On Tue, Jun 19, 2012 at 12:07 AM, Richard Henderson <[email protected]> wrote:
> On 2012-06-18 13:19, Uros Bizjak wrote:
>> /* ??? The builtin doesn't understand that the PCMPESTRI read from
>> memory need not be aligned. */
>> - __asm ("%vpcmpestri $0, (%1), %2"
>> - : "=c"(index) : "r"(s), "x"(search), "a"(4), "d"(16));
>> + sv = __builtin_ia32_loaddqu ((const char *) s);
>> + index = __builtin_ia32_pcmpestri128 (search, 4, sv, 16, 0);
>> +
>
>
> Surely the comment can be removed too then?
I'm not sure there. The builtin, as defined, expects V16QI operand
with xm constraint.
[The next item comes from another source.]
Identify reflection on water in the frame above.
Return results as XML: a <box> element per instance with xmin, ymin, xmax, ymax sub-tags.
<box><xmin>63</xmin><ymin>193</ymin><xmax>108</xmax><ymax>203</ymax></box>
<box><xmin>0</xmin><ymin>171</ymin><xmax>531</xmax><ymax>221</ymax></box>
Using:
int test (const char *s1)
{
const v16qi *p = (const v16qi *)(unsigned long) s1;
return __builtin_ia32_pcmpistri128 (*p, ...);
}
will generate movdqa before pcmpistri.
With x86 pcmp[ie]str patch, we trick gcc to pass unaligned memory to
the pcmp[ie]str RTX, but we still need __builtin_ia32_loaddqu in front
of __builtin_ia32_pcmpestri128.
Uros.